Moreover, by means of examining the dates of various parts of Eim Habanim Semeichah, and by analyzing Teichtal's ideological stances during the various stages of his compilation, it becomes clear that the book does not present a clear-cut stand on any of the basic issues of Religious Zionism's conceptions, as well as Orthodoxy's beliefs. Moreover, Teichtal's doctrines are filled with retractions and contradictions, and his positions swing from Hungarian Orthodoxy to Religious Zionist thought.

In the earlier stages of Eim HaBanim Semeicha, Teichtal spoke more of the importance of the Land of Israel and its building as a crucial stage of the Redemption, in order to stimulate significant down-to-earth developments. However, in the latter parts of his book, he granted theological and mystical value to indexes measuring inner unity in the Jewish nation, thus protesting actively against the creators of the Orthodox-Neolog schism in Hungarian Jewry.

Hershkowitz argues that Eim HaBanim Semeicha should be analyzed as a dialectical compilation, and not as a canonical work. Accordingly, it is not meant to outline a world with only one meaning, and consequently, Teichtal is not obligated to explain each
division. The objective of the compilation is to float fundamental issues of nationalism and derivative ideas such as the link between God and Israel during the Redemption, the nature of Redemption, and methods of its implementation. Teichtal wanted to include within his book the boundaries various implications arising from an open discussion, and not to dictate only one world view. Thus, he did not attempt to obscure this tension; on the contrary, he gave it expression in various ways.

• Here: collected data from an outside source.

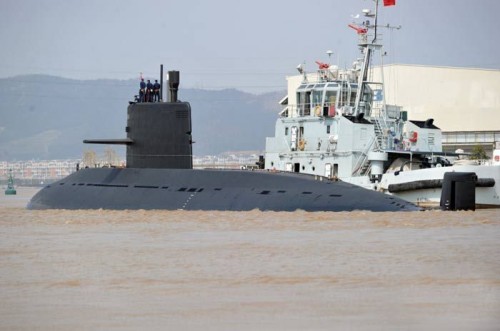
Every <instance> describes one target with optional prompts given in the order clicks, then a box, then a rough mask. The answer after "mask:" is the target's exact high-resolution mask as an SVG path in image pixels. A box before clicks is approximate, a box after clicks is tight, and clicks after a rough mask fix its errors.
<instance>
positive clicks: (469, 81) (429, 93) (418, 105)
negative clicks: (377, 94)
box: [373, 65, 500, 132]
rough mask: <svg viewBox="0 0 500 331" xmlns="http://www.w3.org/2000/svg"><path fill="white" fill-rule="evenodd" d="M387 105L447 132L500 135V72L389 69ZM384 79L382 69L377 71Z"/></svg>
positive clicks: (386, 91) (422, 66)
mask: <svg viewBox="0 0 500 331" xmlns="http://www.w3.org/2000/svg"><path fill="white" fill-rule="evenodd" d="M383 75H384V80H385V97H386V103H388V104H397V105H401V106H403V108H404V109H405V110H407V111H408V117H409V118H411V119H415V120H425V119H427V118H434V123H435V124H436V125H437V126H438V127H439V128H441V130H443V131H445V132H454V131H500V70H486V69H469V68H449V67H426V66H415V65H387V66H385V67H384V71H383ZM373 79H374V80H379V79H380V68H376V69H375V70H374V76H373Z"/></svg>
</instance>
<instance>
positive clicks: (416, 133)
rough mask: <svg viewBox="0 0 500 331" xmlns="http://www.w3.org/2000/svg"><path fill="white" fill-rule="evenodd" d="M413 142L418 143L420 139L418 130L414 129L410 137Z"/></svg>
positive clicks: (414, 142) (412, 142)
mask: <svg viewBox="0 0 500 331" xmlns="http://www.w3.org/2000/svg"><path fill="white" fill-rule="evenodd" d="M408 140H409V141H410V142H412V143H416V142H417V140H418V132H417V131H412V132H411V135H410V138H409V139H408Z"/></svg>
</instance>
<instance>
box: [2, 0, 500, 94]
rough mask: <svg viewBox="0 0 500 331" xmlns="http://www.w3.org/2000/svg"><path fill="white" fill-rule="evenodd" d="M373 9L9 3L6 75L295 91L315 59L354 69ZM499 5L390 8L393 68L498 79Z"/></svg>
mask: <svg viewBox="0 0 500 331" xmlns="http://www.w3.org/2000/svg"><path fill="white" fill-rule="evenodd" d="M372 4H373V1H372V0H307V1H305V0H300V1H298V0H252V1H239V0H178V1H171V0H0V45H1V51H0V77H2V78H3V77H10V76H15V75H20V74H32V73H39V74H50V75H57V76H62V77H68V78H75V79H93V78H118V79H129V78H137V77H139V73H140V72H144V74H145V76H146V77H151V78H156V76H157V75H158V72H159V65H160V64H161V63H163V64H164V66H165V69H166V70H167V69H176V70H180V71H181V85H183V86H186V87H201V88H238V89H242V90H246V91H250V92H262V91H269V90H284V89H286V81H285V76H286V75H294V74H296V71H295V67H296V66H297V65H298V64H299V63H302V62H305V63H306V68H307V69H308V70H309V71H313V70H315V69H316V66H315V64H314V61H315V60H322V61H325V62H326V61H328V57H327V55H326V53H325V52H326V51H327V50H329V49H331V50H332V51H333V52H334V55H333V56H332V61H331V62H335V63H338V64H339V65H340V66H341V67H344V66H346V65H347V66H350V64H351V63H352V61H353V60H354V59H355V58H356V57H357V56H358V51H357V46H356V41H357V36H356V33H355V32H354V31H353V30H351V29H349V28H348V27H347V24H349V23H351V22H352V21H353V20H354V19H353V18H352V15H355V14H357V13H360V12H361V9H363V8H371V7H372ZM499 13H500V0H397V4H396V6H394V7H382V6H381V17H380V21H379V23H384V24H385V23H390V24H392V25H396V26H397V25H402V29H401V30H392V31H388V30H386V31H383V33H384V36H383V39H384V43H385V47H386V51H387V52H388V56H387V57H386V60H385V61H386V62H388V63H410V64H426V65H443V66H467V67H481V68H494V69H500V38H499V37H498V30H499V24H498V23H497V22H498V20H497V17H498V15H499Z"/></svg>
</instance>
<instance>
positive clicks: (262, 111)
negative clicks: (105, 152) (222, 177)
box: [0, 75, 286, 161]
mask: <svg viewBox="0 0 500 331" xmlns="http://www.w3.org/2000/svg"><path fill="white" fill-rule="evenodd" d="M137 86H138V82H137V81H135V80H126V81H123V80H86V81H81V80H72V79H66V78H60V77H53V76H45V75H30V76H17V77H13V78H6V79H0V161H14V160H30V159H45V160H47V159H64V158H80V157H81V156H82V154H83V151H84V150H87V149H92V150H95V151H97V152H99V150H101V149H102V148H104V147H102V146H99V145H85V144H83V143H82V140H84V139H99V138H125V137H126V133H125V126H126V121H127V106H128V101H129V100H132V99H133V96H134V95H135V94H137V90H138V87H137ZM285 93H286V92H285V91H282V92H273V93H267V94H261V95H254V94H249V93H245V92H241V91H238V90H233V89H228V90H221V91H212V90H199V89H185V88H182V82H181V87H180V90H179V99H181V100H183V101H189V102H190V103H191V108H192V117H193V140H194V141H195V144H194V145H193V152H194V154H195V155H211V154H219V153H222V152H225V151H230V150H231V151H241V150H263V149H264V145H265V137H267V136H271V135H273V133H274V123H275V121H276V117H277V113H278V112H279V111H280V106H279V105H278V101H279V100H280V99H281V98H282V97H283V96H284V95H285ZM112 148H114V149H115V150H116V151H117V152H118V153H119V154H122V155H124V152H125V148H124V147H116V146H114V147H112Z"/></svg>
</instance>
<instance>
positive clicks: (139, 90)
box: [139, 78, 146, 102]
mask: <svg viewBox="0 0 500 331" xmlns="http://www.w3.org/2000/svg"><path fill="white" fill-rule="evenodd" d="M145 95H146V83H144V78H141V83H140V84H139V102H144V97H145Z"/></svg>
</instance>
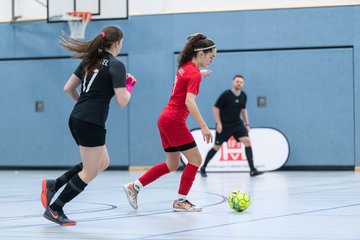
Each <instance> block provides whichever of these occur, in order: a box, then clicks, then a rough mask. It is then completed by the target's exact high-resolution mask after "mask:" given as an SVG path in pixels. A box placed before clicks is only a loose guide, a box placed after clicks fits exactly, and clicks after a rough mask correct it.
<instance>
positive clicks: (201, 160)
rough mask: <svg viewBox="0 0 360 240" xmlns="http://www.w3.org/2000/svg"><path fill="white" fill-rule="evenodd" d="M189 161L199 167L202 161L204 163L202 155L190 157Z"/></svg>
mask: <svg viewBox="0 0 360 240" xmlns="http://www.w3.org/2000/svg"><path fill="white" fill-rule="evenodd" d="M189 163H191V164H192V165H195V166H197V167H200V166H201V163H202V159H201V156H197V157H194V158H192V159H191V160H190V159H189Z"/></svg>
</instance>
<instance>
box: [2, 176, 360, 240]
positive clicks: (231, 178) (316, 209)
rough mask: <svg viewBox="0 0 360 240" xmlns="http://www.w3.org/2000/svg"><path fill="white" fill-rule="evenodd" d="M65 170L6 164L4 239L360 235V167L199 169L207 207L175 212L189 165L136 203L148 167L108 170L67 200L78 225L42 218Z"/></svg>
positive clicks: (340, 236) (250, 236) (148, 187)
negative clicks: (125, 182) (230, 206)
mask: <svg viewBox="0 0 360 240" xmlns="http://www.w3.org/2000/svg"><path fill="white" fill-rule="evenodd" d="M60 173H62V171H30V170H28V171H0V183H1V188H0V239H1V240H5V239H67V240H69V239H204V240H205V239H206V240H213V239H221V240H224V239H239V240H245V239H255V240H260V239H261V240H265V239H266V240H268V239H277V240H283V239H291V240H303V239H316V240H330V239H331V240H340V239H352V240H354V239H360V173H359V172H358V173H356V172H353V171H329V172H327V171H314V172H311V171H304V172H301V171H299V172H296V171H276V172H269V173H266V174H264V175H261V176H258V177H256V178H250V177H249V175H248V173H209V174H208V175H209V176H208V178H201V176H200V174H198V175H197V178H196V180H195V183H194V185H193V188H192V190H191V192H190V195H189V200H191V201H192V202H194V203H196V204H199V205H202V206H203V207H204V210H203V211H202V212H200V213H175V212H173V211H172V208H171V205H172V202H173V199H174V198H175V197H176V195H177V188H178V183H179V179H180V174H181V172H176V173H171V174H169V175H167V176H164V177H163V178H161V179H159V180H158V181H156V182H154V183H152V184H151V185H149V186H147V187H146V188H145V189H143V190H142V192H141V193H140V195H139V201H138V202H139V209H138V210H137V211H135V210H132V208H131V207H130V205H129V204H128V202H127V200H126V196H125V195H124V193H123V190H122V187H121V186H122V184H123V183H125V182H128V181H130V180H133V179H135V178H137V177H138V176H139V175H140V174H141V172H128V171H107V172H104V173H102V174H101V175H99V176H98V177H97V178H96V179H95V180H94V181H93V182H92V183H91V184H90V185H89V186H88V187H87V188H86V190H85V191H84V192H83V193H82V194H81V195H79V196H78V197H77V198H76V199H74V200H73V202H71V203H70V204H68V205H67V206H66V207H65V212H66V213H67V215H68V217H69V218H71V219H74V220H77V221H78V224H77V225H76V226H71V227H61V226H58V225H56V224H54V223H52V222H49V221H47V220H46V219H44V218H43V217H42V214H43V212H44V209H43V208H42V205H41V203H40V200H39V197H40V190H41V189H40V188H41V180H42V178H44V177H46V178H55V177H57V176H58V175H59V174H60ZM234 189H242V190H245V191H247V192H248V193H249V194H250V196H251V205H250V207H249V208H248V209H247V210H246V211H245V212H242V213H236V212H233V211H232V210H230V208H229V206H228V204H227V195H228V194H229V193H230V192H231V191H232V190H234Z"/></svg>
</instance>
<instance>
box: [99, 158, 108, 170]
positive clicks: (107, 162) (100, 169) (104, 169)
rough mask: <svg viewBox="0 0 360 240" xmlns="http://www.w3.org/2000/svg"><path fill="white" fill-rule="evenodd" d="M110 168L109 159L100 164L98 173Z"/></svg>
mask: <svg viewBox="0 0 360 240" xmlns="http://www.w3.org/2000/svg"><path fill="white" fill-rule="evenodd" d="M109 166H110V159H107V160H104V161H103V162H102V163H101V167H100V171H105V170H106V169H107V168H108V167H109Z"/></svg>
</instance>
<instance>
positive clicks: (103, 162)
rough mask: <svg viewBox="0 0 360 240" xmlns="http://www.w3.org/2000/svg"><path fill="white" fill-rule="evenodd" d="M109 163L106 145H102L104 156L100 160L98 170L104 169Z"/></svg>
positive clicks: (106, 168) (105, 167) (106, 147)
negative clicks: (102, 158)
mask: <svg viewBox="0 0 360 240" xmlns="http://www.w3.org/2000/svg"><path fill="white" fill-rule="evenodd" d="M109 165H110V157H109V153H108V151H107V147H106V145H105V146H104V157H103V159H102V161H101V165H100V171H105V170H106V169H107V168H108V167H109Z"/></svg>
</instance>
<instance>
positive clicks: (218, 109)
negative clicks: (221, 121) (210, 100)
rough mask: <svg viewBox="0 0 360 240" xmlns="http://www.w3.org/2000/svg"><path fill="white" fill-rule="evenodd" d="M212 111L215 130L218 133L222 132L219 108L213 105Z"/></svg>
mask: <svg viewBox="0 0 360 240" xmlns="http://www.w3.org/2000/svg"><path fill="white" fill-rule="evenodd" d="M213 113H214V119H215V122H216V131H217V132H218V133H221V132H222V123H221V119H220V109H219V108H217V107H213Z"/></svg>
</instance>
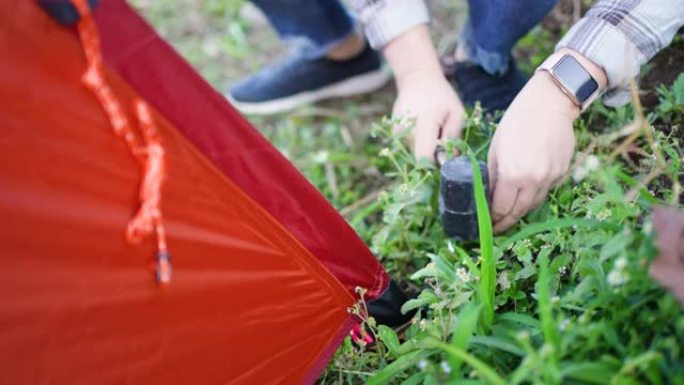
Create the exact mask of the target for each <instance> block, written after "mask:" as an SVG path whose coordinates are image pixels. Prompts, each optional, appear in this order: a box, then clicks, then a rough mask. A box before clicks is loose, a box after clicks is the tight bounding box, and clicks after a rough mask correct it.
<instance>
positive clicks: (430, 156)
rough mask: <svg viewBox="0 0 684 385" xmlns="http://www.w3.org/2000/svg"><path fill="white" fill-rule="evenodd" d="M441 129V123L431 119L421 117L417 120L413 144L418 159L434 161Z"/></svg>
mask: <svg viewBox="0 0 684 385" xmlns="http://www.w3.org/2000/svg"><path fill="white" fill-rule="evenodd" d="M439 129H440V125H439V122H437V121H434V120H432V119H430V117H426V116H420V117H418V119H416V127H415V133H416V134H415V139H414V144H413V153H414V154H415V156H416V159H421V158H427V159H429V160H430V161H432V160H433V158H434V153H435V147H436V146H437V140H438V135H439Z"/></svg>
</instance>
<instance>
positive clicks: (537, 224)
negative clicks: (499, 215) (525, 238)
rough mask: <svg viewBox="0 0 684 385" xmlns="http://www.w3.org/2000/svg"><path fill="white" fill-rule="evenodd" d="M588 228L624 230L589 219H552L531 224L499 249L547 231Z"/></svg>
mask: <svg viewBox="0 0 684 385" xmlns="http://www.w3.org/2000/svg"><path fill="white" fill-rule="evenodd" d="M574 226H577V227H588V228H592V229H604V230H612V231H619V230H621V229H622V227H621V226H619V225H617V224H614V223H610V222H601V221H594V220H589V219H578V218H563V219H552V220H550V221H547V222H543V223H535V224H531V225H529V226H525V227H524V228H522V229H521V230H520V231H518V232H517V233H516V234H514V235H512V236H511V237H509V238H508V239H506V240H504V241H503V242H501V244H500V245H499V248H501V249H502V250H503V249H505V248H507V247H508V246H510V245H512V244H514V243H515V242H518V241H521V240H523V239H525V238H529V237H530V236H532V235H535V234H538V233H543V232H546V231H551V230H559V229H563V228H567V227H574Z"/></svg>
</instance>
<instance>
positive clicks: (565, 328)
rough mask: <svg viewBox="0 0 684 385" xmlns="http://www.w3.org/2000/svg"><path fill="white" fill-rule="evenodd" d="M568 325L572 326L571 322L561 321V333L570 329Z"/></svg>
mask: <svg viewBox="0 0 684 385" xmlns="http://www.w3.org/2000/svg"><path fill="white" fill-rule="evenodd" d="M568 325H570V320H569V319H564V320H562V321H561V323H560V325H558V329H560V331H563V330H565V329H567V328H568Z"/></svg>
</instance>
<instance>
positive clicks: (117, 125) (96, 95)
mask: <svg viewBox="0 0 684 385" xmlns="http://www.w3.org/2000/svg"><path fill="white" fill-rule="evenodd" d="M71 3H72V4H73V5H74V7H76V9H77V11H78V13H79V15H80V19H79V21H78V24H77V28H78V34H79V37H80V39H81V44H82V45H83V50H84V51H85V56H86V60H87V63H88V67H87V69H86V72H85V73H84V74H83V77H82V79H81V81H82V82H83V84H85V85H86V87H88V88H89V89H90V90H91V91H92V92H93V93H94V94H95V97H97V99H98V101H99V102H100V104H101V105H102V108H103V109H104V110H105V112H106V113H107V116H108V117H109V121H110V123H111V125H112V128H113V129H114V133H115V134H116V135H117V136H119V137H121V138H122V139H123V140H124V141H125V142H126V144H127V146H128V148H129V150H130V151H131V153H132V154H133V156H135V157H136V159H137V160H138V161H139V162H140V165H141V169H142V173H143V176H142V181H141V183H140V208H139V209H138V212H137V213H136V215H135V216H134V217H133V219H131V221H130V222H129V223H128V228H127V230H126V239H127V240H128V241H129V242H130V243H138V242H140V241H142V239H144V238H145V237H147V236H149V235H150V234H151V233H152V232H156V235H157V266H156V274H157V282H158V283H159V284H160V285H167V284H168V283H169V282H171V275H172V269H171V257H170V254H169V251H168V248H167V244H166V231H165V229H164V222H163V218H162V213H161V186H162V184H163V182H164V179H165V175H166V162H165V158H164V146H163V145H162V143H161V138H160V136H159V133H158V131H157V127H156V126H155V124H154V119H153V118H152V113H151V112H150V108H149V106H148V105H147V103H145V102H144V101H143V100H141V99H139V98H136V99H135V100H133V111H134V113H135V115H136V118H137V121H138V124H139V128H140V132H141V136H142V143H141V141H140V140H139V139H138V136H137V135H136V134H135V131H134V130H133V128H132V127H131V124H130V122H129V120H128V119H127V117H126V115H125V114H124V112H123V109H122V108H121V104H120V103H119V101H118V99H117V98H116V96H115V95H114V93H113V92H112V90H111V88H110V87H109V85H108V84H107V81H106V79H105V76H104V69H103V65H102V50H101V48H100V38H99V35H98V32H97V26H96V25H95V20H94V19H93V17H92V14H91V12H90V7H89V6H88V1H87V0H71Z"/></svg>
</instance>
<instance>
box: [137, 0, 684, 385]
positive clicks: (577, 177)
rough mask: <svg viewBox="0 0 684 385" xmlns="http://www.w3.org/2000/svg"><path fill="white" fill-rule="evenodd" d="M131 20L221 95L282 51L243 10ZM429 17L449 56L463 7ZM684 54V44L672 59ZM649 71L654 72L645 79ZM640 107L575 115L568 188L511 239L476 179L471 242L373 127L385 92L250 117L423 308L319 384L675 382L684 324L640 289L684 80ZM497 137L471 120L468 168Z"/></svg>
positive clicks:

The essence of Eim HaBanim Semeicha, and of the other shifts in Teichtal's religious concepts ever since the rise of the Nazi regime, is affixed to his ability to express harsh criticism of those rabbinic personalities who had shaped his own world, as well as the entire world of Hungarian Orthodoxy for close to eighty years, and publicly criticize the schism within Hungarian Jewish communities in addition to Orthodoxy's shirking of a vision of Redemption.

Rabbi Eli Kavon, while talking about his legacy, said, "His life and death – are a testament to the vibrancy and relevance of the ideas and theology of ultra-Orthodox Jewish rabbis who were murdered by the Nazis and their collaborators during the devastating events of 70 years ago."